START UP, 1999
Clement Meadmore
bronze
92.0 cm height
signed, dated and inscribed at base: Meadmore 1999 A.P. 1
Sculpturesite Gallery, San Francisco
Private collection, Perth
Upstart I, 1967, steel, 625.0 cm, Milwaukee Art Centre, United States of America, and Upstart II, 1968, steel, 777.0 cm, Corcoran Gallery of Art, Washington D.C., in Gibson, E., The Sculpture of Clement Meadmore, Hudson Hills Press, New York, 1994, pp. 48, 49, 52 (illus.)
Unmistakably reminiscent of the large public sculpture Upstart II, 1968, in the collection of the Corcoran Gallery of Art, Washington D.C., indeed Start Up 1999 is closely related to an earlier series of works by Meadmore - including the acclaimed Upstart I, 196, Swing, 1969, Verge, 1970, and Double Up, 1970, - in which he crosses a threshold, infusing his art for the first time with many of the qualities that would come to distinguish it from his own and other sculpture of its time, not only in form and character, but in quality.

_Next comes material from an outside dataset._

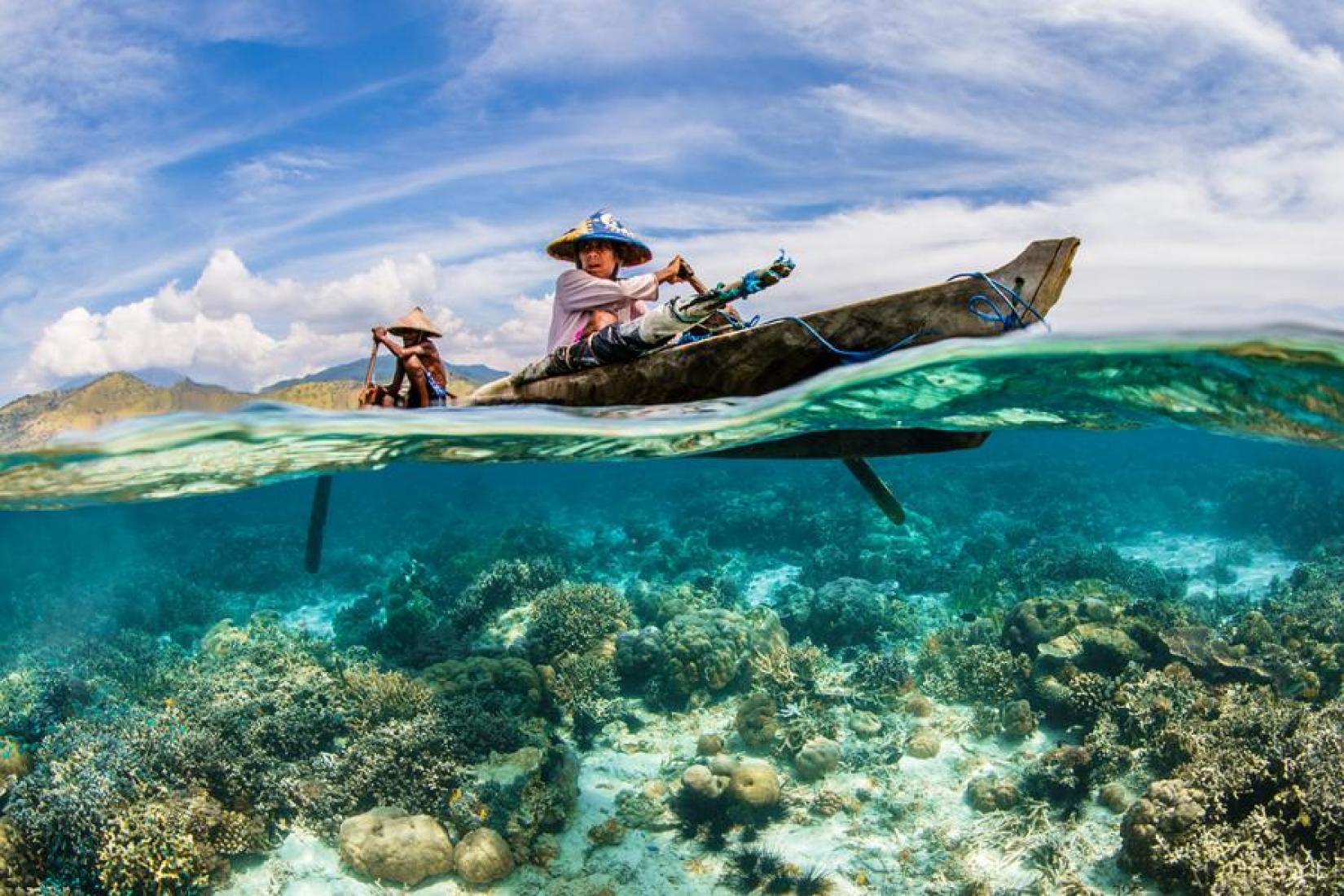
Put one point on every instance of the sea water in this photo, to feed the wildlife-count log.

To begin with, these sculptures of the late 1960s and early 1970s are less closed, less inward-turning than their predecessors. Instead, they open up more and begin to reach beyond themselves, sometimes with startling aggressiveness and daring... They also highlight the risks of having a sculpture be little more than an open line in space, a risk that Meadmore deliberately and successfully pushes as far as he can in these particular works. Meadmore's most open and attenuated sculptures, they are among his most succinct and elegant. Taken together, they highlight, as almost no other work, the opposition between line and mass that lies at the core of Meadmore's sculpture. In addition, they represent the ultimate expression, in their expansiveness and dispersal, of the lesson he had learned from Barnett Newman.
By opening up more now, by adopting more irregular configurations, and particularly by abandoning their tense coilings, Meadmore's sculptures change noticeably. They can no longer be read in terms of a beginning, a middle and an end. Instead, they become more episodic, one moment appearing self-contained and at another simply appearing as one segment of an absent whole. In so doing, they become more abstract.
'...The cumulative effect of these changes is that Meadmore's sculptures have become more gestural. That is, in their form they suggest the rapid motion through space of a limb or a body, or the disembodied residue of such motion. They have more in common with purely aesthetic things, such as a drawn line, than with a recognizable object existing in the world...'1
1. Gibson, E., The Sculpture of Clement Meadmore, Hudson Hills Press, New York, 1994, pp. 47 & 52.